Na exibição dos moços estudantes, final de acto, o grupo académico
dançante cantava a plenos:
Às armas! Às armas!
Sobre a terra e sobre o mar!
Péu! Péu! gritaram da plateia. Péu! Péu!...
E alguns cidadãos não tiraram o chapéu, ou porque não achassem oportuno,
ou porque não quisessem.
Cá fora, finda a exibição dos moços estudantes, jogam-se apartes,
quentes, vermelhos, prestes a fundirem-se em tempestade.
Nossa opinião: Queríamos que todos se descobrissem... mas por vontade.

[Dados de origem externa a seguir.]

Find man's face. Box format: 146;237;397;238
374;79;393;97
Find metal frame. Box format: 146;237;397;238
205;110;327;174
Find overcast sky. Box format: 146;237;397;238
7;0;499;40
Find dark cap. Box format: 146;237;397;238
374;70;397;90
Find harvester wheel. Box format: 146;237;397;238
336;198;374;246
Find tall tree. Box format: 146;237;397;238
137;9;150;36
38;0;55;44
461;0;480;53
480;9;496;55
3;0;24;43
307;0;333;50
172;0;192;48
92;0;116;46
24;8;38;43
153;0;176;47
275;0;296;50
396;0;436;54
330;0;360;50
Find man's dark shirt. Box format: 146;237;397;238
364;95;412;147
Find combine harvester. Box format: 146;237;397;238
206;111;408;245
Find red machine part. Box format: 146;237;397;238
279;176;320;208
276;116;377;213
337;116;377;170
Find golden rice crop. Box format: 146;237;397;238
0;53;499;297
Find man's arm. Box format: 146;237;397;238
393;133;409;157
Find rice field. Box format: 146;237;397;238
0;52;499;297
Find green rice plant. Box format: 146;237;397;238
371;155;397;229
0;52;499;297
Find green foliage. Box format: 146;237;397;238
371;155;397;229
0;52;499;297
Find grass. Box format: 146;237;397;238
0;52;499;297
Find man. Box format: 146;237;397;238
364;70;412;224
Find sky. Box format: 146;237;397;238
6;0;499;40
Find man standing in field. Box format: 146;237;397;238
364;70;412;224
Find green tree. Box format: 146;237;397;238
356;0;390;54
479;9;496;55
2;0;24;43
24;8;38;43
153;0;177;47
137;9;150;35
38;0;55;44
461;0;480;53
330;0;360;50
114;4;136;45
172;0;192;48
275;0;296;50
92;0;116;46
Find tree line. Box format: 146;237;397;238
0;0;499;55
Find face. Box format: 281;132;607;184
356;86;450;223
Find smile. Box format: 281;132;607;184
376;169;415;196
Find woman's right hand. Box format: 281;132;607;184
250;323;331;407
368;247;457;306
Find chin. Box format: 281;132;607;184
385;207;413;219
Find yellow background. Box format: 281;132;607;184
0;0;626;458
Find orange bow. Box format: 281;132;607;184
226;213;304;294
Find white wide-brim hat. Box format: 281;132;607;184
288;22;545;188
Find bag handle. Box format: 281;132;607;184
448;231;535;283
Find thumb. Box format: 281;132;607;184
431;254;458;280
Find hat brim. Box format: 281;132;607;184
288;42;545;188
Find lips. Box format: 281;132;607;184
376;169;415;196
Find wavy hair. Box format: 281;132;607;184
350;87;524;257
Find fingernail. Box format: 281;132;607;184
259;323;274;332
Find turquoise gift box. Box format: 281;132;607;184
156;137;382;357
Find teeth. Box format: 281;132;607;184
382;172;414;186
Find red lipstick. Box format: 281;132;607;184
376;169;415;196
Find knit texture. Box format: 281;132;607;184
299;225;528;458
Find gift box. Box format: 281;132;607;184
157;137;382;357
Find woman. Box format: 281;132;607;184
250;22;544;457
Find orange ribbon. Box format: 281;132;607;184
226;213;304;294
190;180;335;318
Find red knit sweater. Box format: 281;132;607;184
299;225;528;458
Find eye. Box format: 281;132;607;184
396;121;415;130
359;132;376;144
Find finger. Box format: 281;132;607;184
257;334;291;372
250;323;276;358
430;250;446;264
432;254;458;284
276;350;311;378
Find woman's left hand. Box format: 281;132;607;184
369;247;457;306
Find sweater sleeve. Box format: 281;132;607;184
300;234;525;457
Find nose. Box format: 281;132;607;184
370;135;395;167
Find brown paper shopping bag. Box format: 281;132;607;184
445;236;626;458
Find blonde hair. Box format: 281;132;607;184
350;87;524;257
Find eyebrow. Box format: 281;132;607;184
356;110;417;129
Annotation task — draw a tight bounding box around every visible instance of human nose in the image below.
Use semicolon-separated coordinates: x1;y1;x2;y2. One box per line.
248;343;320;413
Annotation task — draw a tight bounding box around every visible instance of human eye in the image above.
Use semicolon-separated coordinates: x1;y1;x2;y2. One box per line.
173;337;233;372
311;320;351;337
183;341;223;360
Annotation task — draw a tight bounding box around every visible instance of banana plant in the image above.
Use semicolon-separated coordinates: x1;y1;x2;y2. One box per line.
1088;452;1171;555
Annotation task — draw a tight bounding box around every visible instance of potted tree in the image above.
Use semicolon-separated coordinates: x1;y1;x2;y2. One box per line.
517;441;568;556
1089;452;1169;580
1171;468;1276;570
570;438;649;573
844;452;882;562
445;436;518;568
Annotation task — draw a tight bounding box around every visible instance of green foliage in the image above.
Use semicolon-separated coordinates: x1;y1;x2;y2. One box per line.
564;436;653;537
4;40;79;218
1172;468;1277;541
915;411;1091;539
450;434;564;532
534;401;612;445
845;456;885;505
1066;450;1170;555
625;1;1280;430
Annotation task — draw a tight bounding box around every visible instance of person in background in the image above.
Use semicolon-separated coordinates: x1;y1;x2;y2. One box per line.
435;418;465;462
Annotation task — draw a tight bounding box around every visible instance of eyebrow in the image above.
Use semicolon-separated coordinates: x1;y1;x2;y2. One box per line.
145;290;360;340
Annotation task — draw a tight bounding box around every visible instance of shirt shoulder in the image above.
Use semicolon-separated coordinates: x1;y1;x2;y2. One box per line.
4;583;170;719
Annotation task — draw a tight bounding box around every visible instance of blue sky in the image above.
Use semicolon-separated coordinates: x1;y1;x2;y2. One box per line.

Sem esta condição, que exemplo oferecemos, exigindo, e que espectáculo nos
oferecem, obedecendo?
Ah! não interpretemos por tal maneira a liberdade que tanto amamos!
Alvorada, 10 de
Dezembro de 1910
A recorrente desconsideração do hino nacional seria uma singularidade vimaranense, no que toca à contestação do novo regime pela
reacção monárquica. No Verão de 1911 estas manifestações estiveram na origem de
diversos incidentes, alguns de especial gravidade. Por essa altura, era costume
a banda da Infantaria 20 animar os fins de tarde no coreto do Jardim Público,
fechando os concertos com A Portuguesa.
Havia sempre alguém que acirrava os ânimos, fazendo questão de se manter de
chapéu enterrado na cabeça enquanto se ouvia o hino. Actos de criançolas, dizia
o jornal republicano A Velha Guarda,
na sua edição de 12 de Agosto de 1911:
São justamente esses criançolas
que, para melhor patentearem a sua imbecilidade, costumam ir para o jardim
público, quando lá toca a musica regimental, para se não descobrirem quando
ouvem o hino nacional, mantendo-se numa atitude irritante de provocação que
incomoda, indigna todos os que, naquele lugar, republicanos ou não
republicanos, mas suficientemente bem educados ouvem com o devido respeito o
hino da nação Portuguesa, que é, independentemente de partidos e paixões, o da
nossa pátria.
No dia 6 daquele mês, domingo, realizara-se o cortejo evocativo do sétimo
centenário do nascimento de Afonso Henriques, no qual participaram cerca de
oitocentas crianças das escolas de Guimarães, que levavam pequenas bandeiras
com as cores nacionais, acompanhadas pelos seus professores, que levavam ao
peito laços com as cores da bandeira e que prepararam um carro alegórico
alusivo à República. Durante o percurso, as crianças entoavam vários hinos,
entre os quais o hino nacional.
O conjunto era dum bonito efeito e
agradou muito… Mas… há sempre um mas, alguns imbecis que aí se pavoneiam de
gravata azul e branca, que trazem por debaixo da lapela medalhinhas com o
retrato do seu ex-reizito, por cujo regresso suspira ainda, confiados em que
há-de voltar ainda numa manhã de nevoeiro, quiseram patentear bem publicamente
a sua falta de educação ou antes a sua imbecilidade.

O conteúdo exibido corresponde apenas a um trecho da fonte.